Telegram App Flaw Exploited to Spread Malware Hidden in Videos

A zero-day security flaw in Telegram's mobile app for Android, named EvilVideo, has been exploited by attackers to distribute malicious files disguised as videos. Discovered by ESET and disclosed on June 26, the vulnerability allowed attackers to share malicious Android payloads through Telegram channels, groups, and chats, making them appear as multimedia files. The payloads, crafted using Telegram's API, camouflaged a malicious APK file as a 30-second video. Upon clicking, users were prompted to play the video using an external player, which then led to the installation of the malicious APK named after an adult website. This issue was patched by Telegram in version 10.14.5 on July 11.

The attack particularly targeted Latin America-based Telegram users, leveraging Spanish-language instructions in the malicious ZIP archive. Users who opened the video would automatically download the malicious payload due to Telegram's default settings. Although the exploit did not affect Telegram's web or Windows clients, it highlighted the platform's vulnerability

Patchwork Hackers Target Bhutan with Advanced Brute Ratel C4 Tool

The cyber threat actor known as Patchwork has launched an attack targeting entities tied to Bhutan, utilising the sophisticated Brute Ratel C4 framework and an updated version of the backdoor PGoShell. This marks the first time Patchwork has employed the Brute Ratel C4 tool, as reported by the Knownsec 404 Team.

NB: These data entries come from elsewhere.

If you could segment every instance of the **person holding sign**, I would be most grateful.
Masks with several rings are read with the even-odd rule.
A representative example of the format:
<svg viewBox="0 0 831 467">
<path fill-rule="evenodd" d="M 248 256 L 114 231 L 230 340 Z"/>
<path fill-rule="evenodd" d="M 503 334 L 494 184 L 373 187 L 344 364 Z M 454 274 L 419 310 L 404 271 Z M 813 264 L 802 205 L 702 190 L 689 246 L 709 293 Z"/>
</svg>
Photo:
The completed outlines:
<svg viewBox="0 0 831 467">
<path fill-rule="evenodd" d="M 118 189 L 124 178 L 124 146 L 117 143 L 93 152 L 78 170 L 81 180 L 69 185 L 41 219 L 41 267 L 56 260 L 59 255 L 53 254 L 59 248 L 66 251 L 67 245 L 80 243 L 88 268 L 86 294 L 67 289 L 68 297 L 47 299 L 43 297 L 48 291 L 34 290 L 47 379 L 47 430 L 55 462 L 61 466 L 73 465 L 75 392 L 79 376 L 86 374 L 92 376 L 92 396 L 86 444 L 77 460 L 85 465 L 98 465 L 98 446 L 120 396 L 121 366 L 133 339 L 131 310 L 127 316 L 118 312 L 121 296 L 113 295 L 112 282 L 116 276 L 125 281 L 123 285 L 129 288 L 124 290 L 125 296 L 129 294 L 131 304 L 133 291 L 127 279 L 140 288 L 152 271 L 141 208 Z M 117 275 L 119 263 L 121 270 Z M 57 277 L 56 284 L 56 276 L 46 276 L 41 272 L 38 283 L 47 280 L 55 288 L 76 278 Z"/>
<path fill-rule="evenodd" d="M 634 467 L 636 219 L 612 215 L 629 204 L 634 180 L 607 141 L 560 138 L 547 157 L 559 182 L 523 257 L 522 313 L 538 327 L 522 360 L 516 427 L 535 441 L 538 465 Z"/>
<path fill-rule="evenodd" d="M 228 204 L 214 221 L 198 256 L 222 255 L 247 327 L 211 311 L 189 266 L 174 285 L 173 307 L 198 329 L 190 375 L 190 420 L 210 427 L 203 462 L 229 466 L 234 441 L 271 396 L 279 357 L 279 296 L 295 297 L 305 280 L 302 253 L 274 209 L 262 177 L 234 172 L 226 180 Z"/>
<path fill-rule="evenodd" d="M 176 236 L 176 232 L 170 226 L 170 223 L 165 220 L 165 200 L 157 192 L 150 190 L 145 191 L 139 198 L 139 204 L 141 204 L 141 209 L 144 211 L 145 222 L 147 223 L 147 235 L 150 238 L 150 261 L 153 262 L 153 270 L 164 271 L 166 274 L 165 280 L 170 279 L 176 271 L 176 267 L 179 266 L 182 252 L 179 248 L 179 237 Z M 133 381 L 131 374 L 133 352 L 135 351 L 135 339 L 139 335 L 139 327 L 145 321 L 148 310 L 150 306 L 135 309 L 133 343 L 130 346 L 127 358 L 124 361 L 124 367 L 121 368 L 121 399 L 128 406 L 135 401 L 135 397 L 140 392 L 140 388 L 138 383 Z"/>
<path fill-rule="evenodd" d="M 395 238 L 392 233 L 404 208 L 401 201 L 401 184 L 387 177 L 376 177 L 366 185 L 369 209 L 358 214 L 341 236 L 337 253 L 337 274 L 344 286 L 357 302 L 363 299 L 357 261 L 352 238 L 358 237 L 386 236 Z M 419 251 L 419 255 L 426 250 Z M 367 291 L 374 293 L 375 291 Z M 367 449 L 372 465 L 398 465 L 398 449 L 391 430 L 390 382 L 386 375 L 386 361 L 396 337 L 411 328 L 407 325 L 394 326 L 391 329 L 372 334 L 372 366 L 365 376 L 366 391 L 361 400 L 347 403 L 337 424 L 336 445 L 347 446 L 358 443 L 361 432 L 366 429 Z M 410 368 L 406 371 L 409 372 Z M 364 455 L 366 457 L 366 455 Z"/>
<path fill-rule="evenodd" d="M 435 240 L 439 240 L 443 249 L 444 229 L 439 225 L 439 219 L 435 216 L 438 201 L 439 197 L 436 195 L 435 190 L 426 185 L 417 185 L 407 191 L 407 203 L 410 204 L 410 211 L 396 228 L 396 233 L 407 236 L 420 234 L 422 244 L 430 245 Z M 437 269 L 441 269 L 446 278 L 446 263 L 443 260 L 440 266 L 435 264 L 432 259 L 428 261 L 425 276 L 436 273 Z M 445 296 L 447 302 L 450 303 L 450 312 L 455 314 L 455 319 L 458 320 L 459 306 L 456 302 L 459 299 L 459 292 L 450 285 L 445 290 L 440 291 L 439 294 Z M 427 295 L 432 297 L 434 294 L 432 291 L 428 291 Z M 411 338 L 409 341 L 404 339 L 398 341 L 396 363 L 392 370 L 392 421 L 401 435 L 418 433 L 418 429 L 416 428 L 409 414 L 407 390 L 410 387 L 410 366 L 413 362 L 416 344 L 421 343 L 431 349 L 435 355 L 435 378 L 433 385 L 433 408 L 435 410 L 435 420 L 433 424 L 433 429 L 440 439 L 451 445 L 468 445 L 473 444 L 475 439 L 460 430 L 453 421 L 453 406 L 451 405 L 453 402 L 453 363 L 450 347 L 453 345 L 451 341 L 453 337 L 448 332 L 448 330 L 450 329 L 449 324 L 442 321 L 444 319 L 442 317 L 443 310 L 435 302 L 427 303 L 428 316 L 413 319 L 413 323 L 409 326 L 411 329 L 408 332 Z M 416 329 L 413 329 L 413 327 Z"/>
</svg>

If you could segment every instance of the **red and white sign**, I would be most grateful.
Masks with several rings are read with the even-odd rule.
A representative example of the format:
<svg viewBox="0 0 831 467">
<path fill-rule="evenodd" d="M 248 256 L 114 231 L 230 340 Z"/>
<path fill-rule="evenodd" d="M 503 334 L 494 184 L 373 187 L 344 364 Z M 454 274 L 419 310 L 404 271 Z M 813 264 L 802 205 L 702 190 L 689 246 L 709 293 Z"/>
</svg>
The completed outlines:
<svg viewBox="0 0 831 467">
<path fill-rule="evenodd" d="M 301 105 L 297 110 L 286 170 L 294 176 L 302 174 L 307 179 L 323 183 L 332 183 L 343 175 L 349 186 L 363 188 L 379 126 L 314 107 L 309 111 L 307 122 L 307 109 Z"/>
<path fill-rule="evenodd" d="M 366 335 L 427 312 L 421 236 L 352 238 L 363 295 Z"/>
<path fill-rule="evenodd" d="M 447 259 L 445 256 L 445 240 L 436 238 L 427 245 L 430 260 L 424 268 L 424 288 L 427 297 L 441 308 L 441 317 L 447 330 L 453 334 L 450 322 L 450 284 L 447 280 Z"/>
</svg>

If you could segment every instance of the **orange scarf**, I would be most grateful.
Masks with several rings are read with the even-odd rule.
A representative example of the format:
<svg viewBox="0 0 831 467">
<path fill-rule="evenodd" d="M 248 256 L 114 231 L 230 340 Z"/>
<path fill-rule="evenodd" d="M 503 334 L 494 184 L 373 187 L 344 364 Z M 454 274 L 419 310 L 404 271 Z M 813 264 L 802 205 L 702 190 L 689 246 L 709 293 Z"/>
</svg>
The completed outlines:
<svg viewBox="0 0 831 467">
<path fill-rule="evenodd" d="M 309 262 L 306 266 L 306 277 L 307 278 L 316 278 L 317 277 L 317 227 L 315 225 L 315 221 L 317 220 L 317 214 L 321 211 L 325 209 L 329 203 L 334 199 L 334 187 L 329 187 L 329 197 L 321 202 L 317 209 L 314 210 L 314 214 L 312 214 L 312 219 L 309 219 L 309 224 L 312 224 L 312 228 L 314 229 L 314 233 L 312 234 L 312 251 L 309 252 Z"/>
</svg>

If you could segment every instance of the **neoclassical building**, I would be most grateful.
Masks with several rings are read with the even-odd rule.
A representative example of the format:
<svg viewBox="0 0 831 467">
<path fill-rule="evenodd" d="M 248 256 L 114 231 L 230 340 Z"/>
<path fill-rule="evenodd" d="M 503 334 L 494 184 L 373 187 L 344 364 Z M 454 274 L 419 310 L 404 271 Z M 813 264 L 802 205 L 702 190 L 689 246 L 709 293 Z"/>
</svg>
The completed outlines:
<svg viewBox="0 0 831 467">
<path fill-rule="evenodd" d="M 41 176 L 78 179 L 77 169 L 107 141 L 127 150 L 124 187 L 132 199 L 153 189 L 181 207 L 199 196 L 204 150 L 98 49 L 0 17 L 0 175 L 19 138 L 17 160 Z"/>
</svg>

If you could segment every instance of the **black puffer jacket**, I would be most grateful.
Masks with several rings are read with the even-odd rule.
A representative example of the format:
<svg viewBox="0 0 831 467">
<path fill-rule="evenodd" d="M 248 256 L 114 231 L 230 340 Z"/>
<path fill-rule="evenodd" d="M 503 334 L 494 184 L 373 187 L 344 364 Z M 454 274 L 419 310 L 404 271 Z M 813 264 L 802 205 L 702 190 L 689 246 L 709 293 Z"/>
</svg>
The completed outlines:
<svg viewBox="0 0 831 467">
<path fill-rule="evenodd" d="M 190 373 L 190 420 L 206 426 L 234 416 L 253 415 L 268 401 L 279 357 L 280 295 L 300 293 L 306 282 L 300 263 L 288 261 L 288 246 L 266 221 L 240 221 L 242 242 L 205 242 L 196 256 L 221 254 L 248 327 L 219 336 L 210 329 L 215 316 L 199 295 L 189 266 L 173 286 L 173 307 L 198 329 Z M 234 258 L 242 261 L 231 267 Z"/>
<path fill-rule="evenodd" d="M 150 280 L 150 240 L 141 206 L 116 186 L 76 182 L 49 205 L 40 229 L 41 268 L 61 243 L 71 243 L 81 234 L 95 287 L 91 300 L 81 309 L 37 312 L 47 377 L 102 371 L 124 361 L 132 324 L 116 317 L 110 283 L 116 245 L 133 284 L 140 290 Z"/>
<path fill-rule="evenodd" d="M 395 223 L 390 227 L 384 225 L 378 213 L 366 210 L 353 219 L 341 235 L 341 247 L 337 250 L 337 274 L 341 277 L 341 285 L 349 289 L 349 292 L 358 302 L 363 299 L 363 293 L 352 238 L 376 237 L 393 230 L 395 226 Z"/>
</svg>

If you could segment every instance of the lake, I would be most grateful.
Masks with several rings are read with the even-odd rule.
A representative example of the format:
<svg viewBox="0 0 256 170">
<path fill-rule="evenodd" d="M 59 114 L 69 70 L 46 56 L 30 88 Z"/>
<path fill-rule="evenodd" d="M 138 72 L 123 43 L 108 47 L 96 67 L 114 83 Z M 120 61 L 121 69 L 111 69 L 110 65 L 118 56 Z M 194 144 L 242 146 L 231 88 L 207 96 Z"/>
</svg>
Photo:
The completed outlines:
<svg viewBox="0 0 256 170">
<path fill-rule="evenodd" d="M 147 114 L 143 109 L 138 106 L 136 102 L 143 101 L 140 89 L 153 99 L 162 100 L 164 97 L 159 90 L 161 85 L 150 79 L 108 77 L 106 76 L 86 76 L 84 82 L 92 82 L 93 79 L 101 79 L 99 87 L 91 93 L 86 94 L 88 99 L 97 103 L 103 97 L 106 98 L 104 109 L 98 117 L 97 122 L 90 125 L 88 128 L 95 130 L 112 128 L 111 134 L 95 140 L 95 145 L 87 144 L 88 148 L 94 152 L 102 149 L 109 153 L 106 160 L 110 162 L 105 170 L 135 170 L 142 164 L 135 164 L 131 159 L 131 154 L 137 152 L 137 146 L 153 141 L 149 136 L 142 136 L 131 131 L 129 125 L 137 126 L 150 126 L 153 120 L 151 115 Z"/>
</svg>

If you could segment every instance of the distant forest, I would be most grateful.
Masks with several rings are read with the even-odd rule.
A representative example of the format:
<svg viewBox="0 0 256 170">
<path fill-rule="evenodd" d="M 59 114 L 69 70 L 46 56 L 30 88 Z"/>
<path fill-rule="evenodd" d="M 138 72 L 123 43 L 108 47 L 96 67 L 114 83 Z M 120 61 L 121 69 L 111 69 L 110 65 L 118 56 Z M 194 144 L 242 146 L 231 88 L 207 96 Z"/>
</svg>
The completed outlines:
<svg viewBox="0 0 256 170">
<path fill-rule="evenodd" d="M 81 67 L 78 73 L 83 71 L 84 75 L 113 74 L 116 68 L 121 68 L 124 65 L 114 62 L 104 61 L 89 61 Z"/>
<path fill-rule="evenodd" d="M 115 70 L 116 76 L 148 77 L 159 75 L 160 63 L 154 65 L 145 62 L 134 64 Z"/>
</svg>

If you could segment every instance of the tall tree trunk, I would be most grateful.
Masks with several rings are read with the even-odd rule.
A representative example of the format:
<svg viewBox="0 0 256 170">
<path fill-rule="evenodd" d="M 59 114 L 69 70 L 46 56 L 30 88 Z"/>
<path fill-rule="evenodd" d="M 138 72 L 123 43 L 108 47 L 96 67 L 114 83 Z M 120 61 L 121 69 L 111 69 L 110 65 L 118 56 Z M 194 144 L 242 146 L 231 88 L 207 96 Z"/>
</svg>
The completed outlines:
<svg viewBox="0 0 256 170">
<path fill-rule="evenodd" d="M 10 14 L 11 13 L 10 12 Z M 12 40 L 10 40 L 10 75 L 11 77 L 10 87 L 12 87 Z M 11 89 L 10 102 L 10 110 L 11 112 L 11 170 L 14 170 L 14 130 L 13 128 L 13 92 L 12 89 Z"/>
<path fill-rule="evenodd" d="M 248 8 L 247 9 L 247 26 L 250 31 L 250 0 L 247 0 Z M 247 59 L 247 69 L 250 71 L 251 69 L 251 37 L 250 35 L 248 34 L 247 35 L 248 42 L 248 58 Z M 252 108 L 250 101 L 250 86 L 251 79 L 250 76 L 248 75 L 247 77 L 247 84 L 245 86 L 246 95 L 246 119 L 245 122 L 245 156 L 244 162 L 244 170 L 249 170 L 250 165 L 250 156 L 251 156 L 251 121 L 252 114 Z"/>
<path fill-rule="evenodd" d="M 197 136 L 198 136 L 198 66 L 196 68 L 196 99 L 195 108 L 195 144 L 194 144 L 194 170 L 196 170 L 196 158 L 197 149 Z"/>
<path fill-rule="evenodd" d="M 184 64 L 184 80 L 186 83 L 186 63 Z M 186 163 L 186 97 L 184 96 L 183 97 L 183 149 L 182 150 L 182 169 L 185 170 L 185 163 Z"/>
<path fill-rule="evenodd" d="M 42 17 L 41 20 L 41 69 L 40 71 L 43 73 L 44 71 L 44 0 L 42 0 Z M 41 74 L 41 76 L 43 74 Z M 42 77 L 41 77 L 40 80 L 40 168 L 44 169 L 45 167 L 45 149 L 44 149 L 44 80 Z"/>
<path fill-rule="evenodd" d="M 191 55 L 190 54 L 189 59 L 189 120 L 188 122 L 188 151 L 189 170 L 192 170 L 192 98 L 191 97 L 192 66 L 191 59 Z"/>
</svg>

Patchwork, also identified as APT-C-09, Dropping Elephant, and Viceroy Tiger, is believed to be a state-sponsored group of Indian origin, active since at least 2009. The latest attack involves a Windows shortcut (LNK) file that downloads a decoy PDF from a domain mimicking the UNFCCC-backed Adaptation Fund while stealthily deploying Brute Ratel C4 and PGoShell. Developed in Go, PGoShell offers functionalities like remote shell access and screen capture. 

APT45 Shifts from Cyber Espionage to Ransomware Attacks

A well-known threat actor has shifted its focus from cyber espionage to financially-motivated ransomware attacks. Mandiant, a Google-owned company, tracks this group under the name APT45. Historically targeting critical infrastructure, APT45 has now been linked to deploying ransomware families such as SHATTEREDGLASS and Maui, targeting various countries in recent years. Their activities highlight a move from traditional espionage to sectors like healthcare and crop science, reflecting changing priorities.